JisungDi ambang pintu tubuhku membeku, bola mataku memaksa ingin keluar, lidah ini seolah kaku, tak bisa berucap sepatah kata pun menyaksikan tontonan tak disangka-sangka ini. Pria berambut pirang berdiri beberapa langkah di depanku. Mata kami saling bertemu. Ekspresi yang tergambar di wajahnya sulit untuk ditafsirkan. Suasana horor menyelimuti seisi ruangan ini. Berceceran di mana-mana cairan merah itu, ada yang berupa cipratan, miniatur danau, tetesan-tetesan kecil dan sebagainya. Potongan-potongan tubuh menjadi nilai tambah bagi kengerian di ruangan ini. Belepotan darah di bibir dan sekitarnya, pakaiannya pun ternodai cairan berzat besi itu, begitu pun tangan dan beberapa bagian lain.
Menjerit lantang diriku dibarengi kaki yang melangkah mundur. Rasa takut mengambil kekuasaan penuh atas diriku, tak bisa lagi kukontrol dirinya yang sudah merajalela.
“Aku bisa jelaskan...” Jaehyun bersuara, kakinya mulai melangkah maju namun pelan.
Bunyi derap kaki tertangkap telinga dari ruangan lain dan mendekat. Berhenti bunyi tersebut, kemudian muncul bunyi yang memekakkan telinga.
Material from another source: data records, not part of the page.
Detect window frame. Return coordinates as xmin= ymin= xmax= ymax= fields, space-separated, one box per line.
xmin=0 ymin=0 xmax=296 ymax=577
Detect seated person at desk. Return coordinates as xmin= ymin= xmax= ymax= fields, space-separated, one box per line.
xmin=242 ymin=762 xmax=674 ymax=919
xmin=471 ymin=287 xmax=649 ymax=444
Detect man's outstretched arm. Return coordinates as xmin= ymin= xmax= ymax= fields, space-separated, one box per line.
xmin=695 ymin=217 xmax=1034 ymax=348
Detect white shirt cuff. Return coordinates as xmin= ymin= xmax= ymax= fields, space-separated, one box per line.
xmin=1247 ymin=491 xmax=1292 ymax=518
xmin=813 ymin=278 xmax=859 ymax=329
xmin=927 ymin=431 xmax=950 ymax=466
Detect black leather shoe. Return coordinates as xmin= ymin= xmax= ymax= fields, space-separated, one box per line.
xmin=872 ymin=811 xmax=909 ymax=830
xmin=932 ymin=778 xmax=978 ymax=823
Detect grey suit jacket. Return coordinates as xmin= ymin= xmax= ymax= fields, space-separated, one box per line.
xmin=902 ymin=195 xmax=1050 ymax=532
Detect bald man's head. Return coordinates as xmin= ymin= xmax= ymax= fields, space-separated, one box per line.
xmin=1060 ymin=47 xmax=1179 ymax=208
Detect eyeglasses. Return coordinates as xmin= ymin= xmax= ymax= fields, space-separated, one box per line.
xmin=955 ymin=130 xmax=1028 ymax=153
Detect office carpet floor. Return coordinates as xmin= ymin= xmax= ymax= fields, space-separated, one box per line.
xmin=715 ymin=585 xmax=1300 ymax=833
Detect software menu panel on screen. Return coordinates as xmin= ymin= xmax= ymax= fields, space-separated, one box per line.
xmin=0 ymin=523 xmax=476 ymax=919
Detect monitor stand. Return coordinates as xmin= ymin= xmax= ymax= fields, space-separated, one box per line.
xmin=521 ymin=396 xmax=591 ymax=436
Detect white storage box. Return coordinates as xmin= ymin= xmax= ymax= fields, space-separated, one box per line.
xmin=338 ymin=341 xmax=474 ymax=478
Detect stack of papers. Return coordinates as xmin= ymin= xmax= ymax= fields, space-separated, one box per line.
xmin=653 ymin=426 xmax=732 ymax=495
Kokohnya tubuh Jaehyun sirna, tubuhnya runtuh, hampir menghantam lantai. Tangan dan kakinya pun segera mempertahankan keseimbangan. Merembes darah dari kain di bagian lengan atasnya.
“Mati kau, kanibal!” seru seseorang tepat di belakangku, aku bisa merasakan badannya yang menempel pada punggung dan bokongku.
Tangannya menggenggam sebuah pistol, mengarah lurus moncong pistol ke arah si pirang.
“Tutup telingamu!” perintah Taeyong tegas.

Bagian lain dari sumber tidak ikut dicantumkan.